Had my ex secretly pined for a girl who was merely sweet and casual and easy-going?
Finally, at some point, I came crashing down to my senses. I’m not sure how it happened -- maybe time is the great healer, the wise grounding force bringing us safely back to the solid ground of reality when we’ve temporarily lost ourselves in the throes of heartbreak.
I began to realize everything I had concluded about this girl was built on the false foundation of her social media presence. I knew nothing about her.
Through the empty vessels of Instagram, Facebook and now Snapchat, we project to the world the life we wish we lived, not the actual life we’re living.
My ex’s new girl, (just like me) was carefully curating an image of herself that she wanted the masses to see.
We all do it.
Behind every smiling selfie exists a desperate need for validation.
The girl with the perfectly ponytailed hair who posts a bikini picture weekly with abs cut from steel is silently suffering from a warped body image.
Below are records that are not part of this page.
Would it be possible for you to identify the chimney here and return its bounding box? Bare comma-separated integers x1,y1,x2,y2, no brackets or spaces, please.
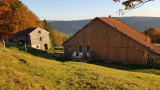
145,25,148,41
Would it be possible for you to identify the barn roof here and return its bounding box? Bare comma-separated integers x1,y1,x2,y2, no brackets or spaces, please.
98,17,160,53
63,17,160,53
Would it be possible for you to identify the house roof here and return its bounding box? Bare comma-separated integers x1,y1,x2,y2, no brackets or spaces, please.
8,27,49,39
64,17,160,53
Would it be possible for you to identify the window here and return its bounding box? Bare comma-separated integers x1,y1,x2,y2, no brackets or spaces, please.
79,46,82,52
38,31,41,34
68,46,72,50
36,45,39,48
87,46,91,53
39,37,42,41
The girl who is constantly updating her status about how #blessed her life is numbing herself with drugs.
The perfect couple posing on the beach hasn’t had sex in six months.
The virtual world isn’t the real world.
I had allowed myself to get twisted up over a cartoon of a person, which is precisely what our social media persona is -- a one-dimensional Minnie Mouse version of ourselves.
The biggest chunk of advice I could ever bestow on to you is don’t compare yourself to your ex’s new girlfriend, especially in this toxic age of social media addiction.
Remember, nothing you see is online is real. She’s not posting pictures of her puffy face after a night of drinking and crying, and neither are you.
Just because her and your former flame aren’t posting about their fights doesn’t mean they don’t have them.
And ironically, she’s most likely scrolling through all of your pictures -- overcome with fascination and jealousy over your pictures and quotes, sick with fear her new lover is secretly still obsessed with your mysterious prowess.